Use distance measures to classify and cluster data.

Binderslides

Learning objectives

In this lesson we will have a look at distance and similarity measures to analyse data. If one can determine the distance between data samples (e.g. between rows in a table, different texts or images) one has access to a range of tools to investigate data and to model it. In this lesson we will have a look at two of them, namely k-nearest neighbour classification and k-means clustering.

  • k-nearest neighbour classification falls in the category of supervised algorithms, which we already encountered with Decision Trees and Random Forests.
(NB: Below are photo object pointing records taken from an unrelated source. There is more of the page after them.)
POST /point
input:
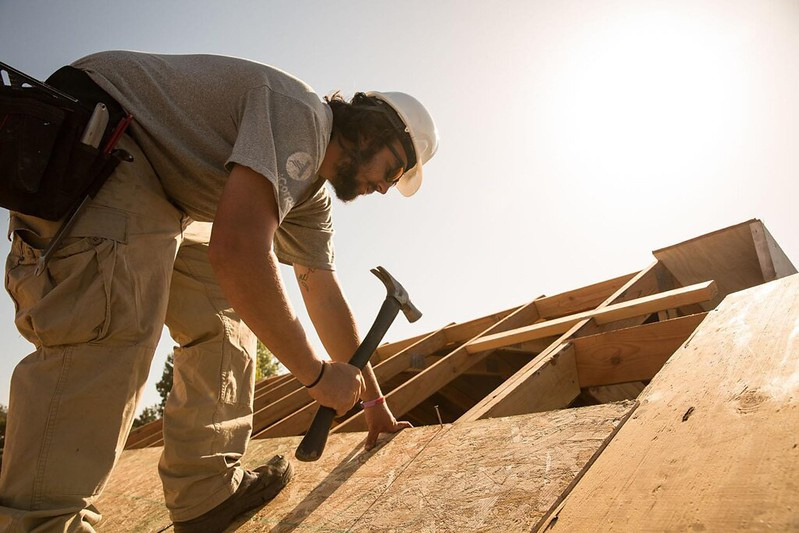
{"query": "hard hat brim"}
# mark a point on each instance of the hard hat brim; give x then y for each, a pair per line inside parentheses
(410, 182)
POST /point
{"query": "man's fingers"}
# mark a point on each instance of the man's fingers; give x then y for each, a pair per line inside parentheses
(371, 440)
(403, 424)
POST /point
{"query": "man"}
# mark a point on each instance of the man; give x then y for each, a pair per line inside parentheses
(220, 140)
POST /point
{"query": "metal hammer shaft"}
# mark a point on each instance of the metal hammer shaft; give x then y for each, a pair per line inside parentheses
(313, 444)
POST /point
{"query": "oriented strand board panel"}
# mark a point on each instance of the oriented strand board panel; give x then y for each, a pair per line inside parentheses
(714, 444)
(502, 474)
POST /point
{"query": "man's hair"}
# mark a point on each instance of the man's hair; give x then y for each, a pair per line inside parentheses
(364, 122)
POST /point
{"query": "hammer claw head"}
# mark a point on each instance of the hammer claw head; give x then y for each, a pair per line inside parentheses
(398, 292)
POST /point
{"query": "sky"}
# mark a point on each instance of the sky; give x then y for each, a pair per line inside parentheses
(576, 136)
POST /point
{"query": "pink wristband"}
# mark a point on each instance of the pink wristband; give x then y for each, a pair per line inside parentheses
(371, 403)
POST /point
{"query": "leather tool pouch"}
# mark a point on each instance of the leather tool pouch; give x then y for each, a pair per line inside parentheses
(45, 169)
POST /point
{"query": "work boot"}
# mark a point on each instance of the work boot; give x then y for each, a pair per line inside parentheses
(257, 487)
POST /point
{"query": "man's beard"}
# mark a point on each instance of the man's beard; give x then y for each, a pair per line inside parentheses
(344, 182)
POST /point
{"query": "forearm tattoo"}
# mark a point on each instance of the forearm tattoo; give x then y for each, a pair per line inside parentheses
(303, 279)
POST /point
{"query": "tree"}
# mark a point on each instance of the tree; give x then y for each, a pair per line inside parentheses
(164, 385)
(266, 363)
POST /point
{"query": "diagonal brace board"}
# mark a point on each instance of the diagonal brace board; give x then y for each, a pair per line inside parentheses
(692, 294)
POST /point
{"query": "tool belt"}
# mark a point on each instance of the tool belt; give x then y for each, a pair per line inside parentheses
(57, 141)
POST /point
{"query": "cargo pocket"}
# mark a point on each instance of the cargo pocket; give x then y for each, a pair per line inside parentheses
(69, 302)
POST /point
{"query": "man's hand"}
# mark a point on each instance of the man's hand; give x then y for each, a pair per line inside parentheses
(340, 387)
(379, 419)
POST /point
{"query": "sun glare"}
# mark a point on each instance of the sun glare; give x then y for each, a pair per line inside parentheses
(650, 96)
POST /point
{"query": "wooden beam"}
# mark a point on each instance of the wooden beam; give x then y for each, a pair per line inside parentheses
(713, 445)
(551, 383)
(737, 257)
(630, 354)
(417, 389)
(297, 422)
(521, 384)
(699, 292)
(582, 299)
(279, 409)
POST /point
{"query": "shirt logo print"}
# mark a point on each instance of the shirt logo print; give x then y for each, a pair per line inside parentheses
(299, 166)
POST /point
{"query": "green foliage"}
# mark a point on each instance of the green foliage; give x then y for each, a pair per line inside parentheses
(165, 384)
(148, 414)
(267, 363)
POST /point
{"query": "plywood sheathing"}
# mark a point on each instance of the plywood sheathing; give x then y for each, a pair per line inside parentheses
(436, 368)
(713, 445)
(502, 474)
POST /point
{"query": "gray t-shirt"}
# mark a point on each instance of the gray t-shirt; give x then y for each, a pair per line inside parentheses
(197, 115)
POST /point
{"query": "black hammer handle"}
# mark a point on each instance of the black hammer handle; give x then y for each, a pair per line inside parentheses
(313, 444)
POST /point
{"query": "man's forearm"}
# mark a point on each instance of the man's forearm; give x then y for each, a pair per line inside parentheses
(333, 319)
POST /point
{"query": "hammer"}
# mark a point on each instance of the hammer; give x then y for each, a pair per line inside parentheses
(313, 444)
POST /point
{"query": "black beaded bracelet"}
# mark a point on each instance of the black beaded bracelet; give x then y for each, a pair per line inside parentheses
(319, 377)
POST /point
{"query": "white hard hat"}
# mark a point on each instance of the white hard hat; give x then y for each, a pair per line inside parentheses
(422, 130)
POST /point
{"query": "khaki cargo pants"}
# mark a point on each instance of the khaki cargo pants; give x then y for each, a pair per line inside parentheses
(95, 317)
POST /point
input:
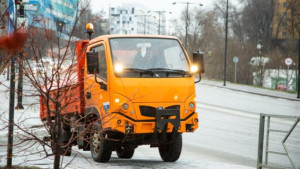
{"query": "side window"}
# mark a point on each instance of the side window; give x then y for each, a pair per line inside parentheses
(101, 61)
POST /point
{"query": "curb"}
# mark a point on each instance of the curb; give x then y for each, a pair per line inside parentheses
(260, 94)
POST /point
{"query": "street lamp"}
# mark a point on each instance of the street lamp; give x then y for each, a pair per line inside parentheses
(159, 13)
(187, 17)
(226, 40)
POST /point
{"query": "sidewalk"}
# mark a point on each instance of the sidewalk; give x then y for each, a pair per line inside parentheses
(252, 90)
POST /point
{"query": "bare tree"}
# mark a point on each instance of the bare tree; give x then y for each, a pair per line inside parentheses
(50, 70)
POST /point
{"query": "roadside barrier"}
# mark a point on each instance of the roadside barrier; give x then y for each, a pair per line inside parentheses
(264, 164)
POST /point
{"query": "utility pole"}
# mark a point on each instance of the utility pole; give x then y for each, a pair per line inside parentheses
(12, 25)
(20, 83)
(298, 93)
(159, 16)
(226, 41)
(20, 77)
  • k-means clustering on the other hand is an unsupervised method and therefore forms a new class of algorithms. We will investigate how these algorithms can be used.

This notebook is split according to three learning goals:

  1. Understand different measures of distance and the curse of dimensionality.
  2. How the nearest neighbours can be used to build a classifier in scikit-learn.
  3. Explore a dataset with the unsupervised k-means method.

References

  • Chapter 6: Similarity, Neighbors, and Clusters of Data Science for Business by F. Provost and P. Fawcett

Homework

Work through the notebook and solve the exercises.
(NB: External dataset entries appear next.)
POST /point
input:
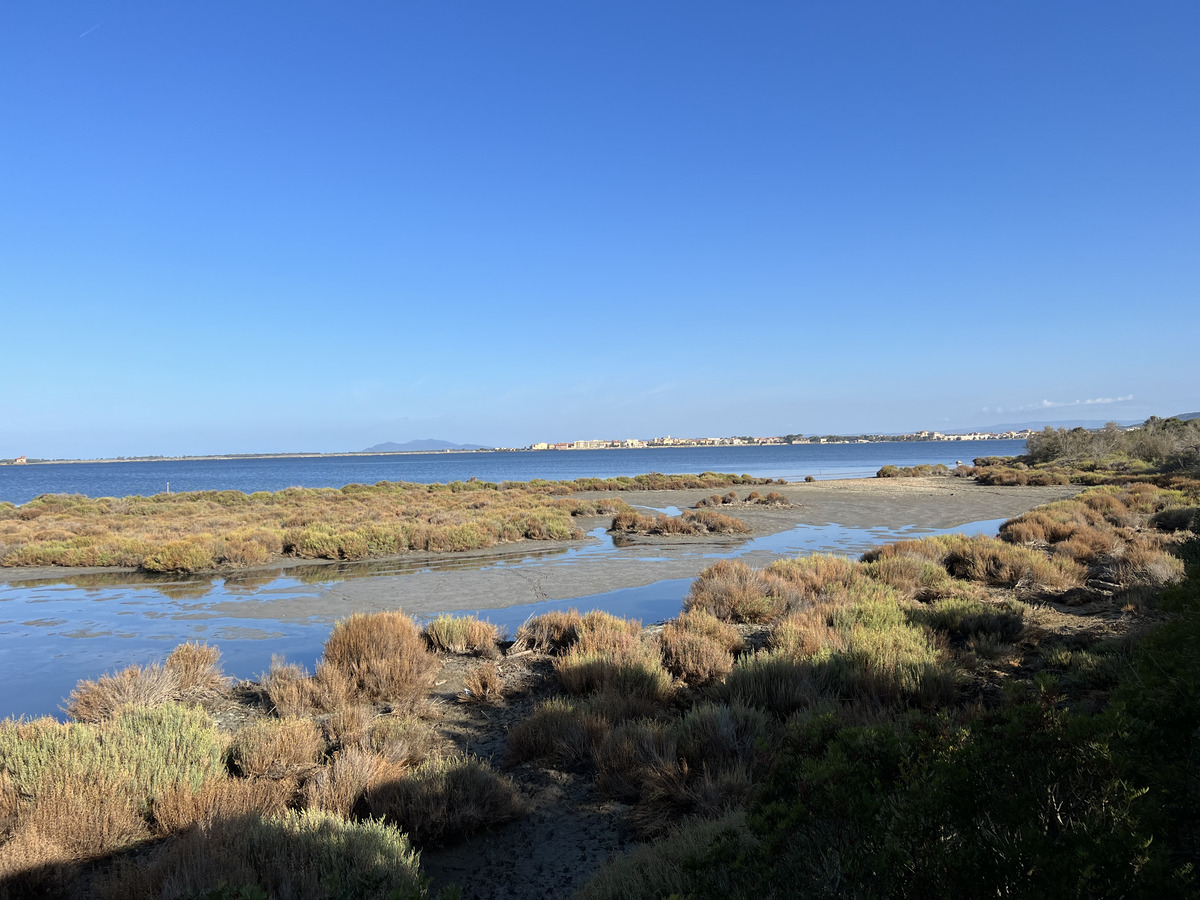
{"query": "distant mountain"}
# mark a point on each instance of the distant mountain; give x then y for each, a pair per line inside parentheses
(424, 445)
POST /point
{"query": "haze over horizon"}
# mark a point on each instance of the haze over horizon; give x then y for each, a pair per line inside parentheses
(252, 229)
Figure: A group of cats is called a cluster.

Imports

import numpy as np
import matplotlib.pyplot as plt
import seaborn as sns
from tqdm import tqdm

from sklearn import datasets
from sklearn.neighbors import KNeighborsClassifier
from sklearn.model_selection import cross_validate
from sklearn.ensemble import RandomForestClassifier
from sklearn.cluster import KMeans

from dslectures.core import plot_classifier_boundaries, plot_fitting_graph
# !pip install --upgrade dslectures

Part 1: Similarity and distance measures

Similarity and distance measures are fundamental tools in machine learning. Often we want to know how far apart or similar two datapoints are. Some examples:

  • How similar are two customers?
  • How close is a search query to a webpage?
  • How similar are two pictures?
  • How far away is the closest restaurant?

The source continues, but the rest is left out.